I get it to work if I set :authorization for the given method but I’m not sure if using these two in combination is required? The docs seem to treat them as separate concerns?


:authorization is about a minimum set of requirements for who is/isn't authenticated. You could say that unauthenticated users are :user, normal users have :user, and admins have :admin.


Hi @martinklepsch sorry this is late. I'm a bit confused - your auth function is returning non-nil with cljdoc:cljdoc, so that means it's passing the authentication check. That means there won't be a 401, so no WWW-Authenticate header


there is a built-in "Basic" defmethod, where "Basic" will be sent back in the WWW-Authenticate header. If your defmethod uses a string rather than a keyword then the behaviour is slight different


So in summary I'm a little confused -could you expand on what you're seeing?


@malcolmsparks I was expecting that I could restrict access to a resource using just the :verify/ Authentication functionality. It seems that this kind of thing requires the user of :authorization though.

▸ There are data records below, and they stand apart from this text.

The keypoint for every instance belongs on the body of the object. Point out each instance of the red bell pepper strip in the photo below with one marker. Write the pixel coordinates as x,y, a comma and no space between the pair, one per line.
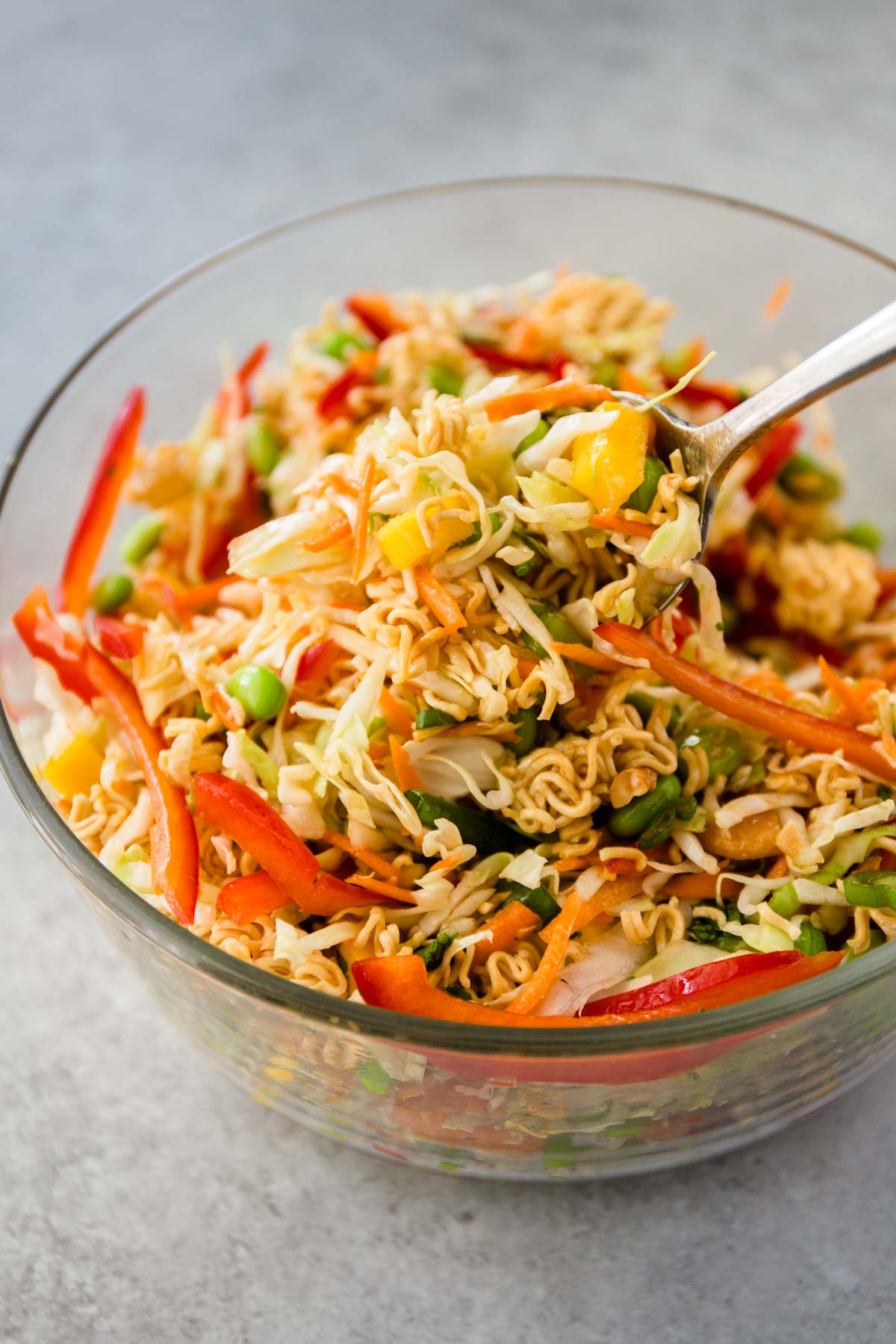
375,312
233,808
246,900
46,640
233,399
331,403
100,504
778,445
316,665
702,393
173,848
246,517
402,986
507,359
117,638
718,984
780,721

basically there does not seem to be a way to return 403 just by returning some value from :verify


Ah. I understand now. You cannot restrict a resource with authentication only. Its only a step of establishing credentials. Think of this as a passport. If you want to restrict access you need an authorisation step. Think of this as a border guard who checks the passport and visa and possibly other credentials and documents


This is not how other Web frameworks interpret http


Got it, I kind of figured that this may be the thinking here but I found the docs a bit confusing then


The blog article is better than the docs right now. But we're going to improve the docs soon especially with cljdoc right.?


> If you return an empty map (a truthy value) and the resource requires credentials that aren’t in the map, a 403 Forbidden response will be returned. However, if you return nil, this will be treated as no credentials being sent and a 401 Unauthorized response will be returned.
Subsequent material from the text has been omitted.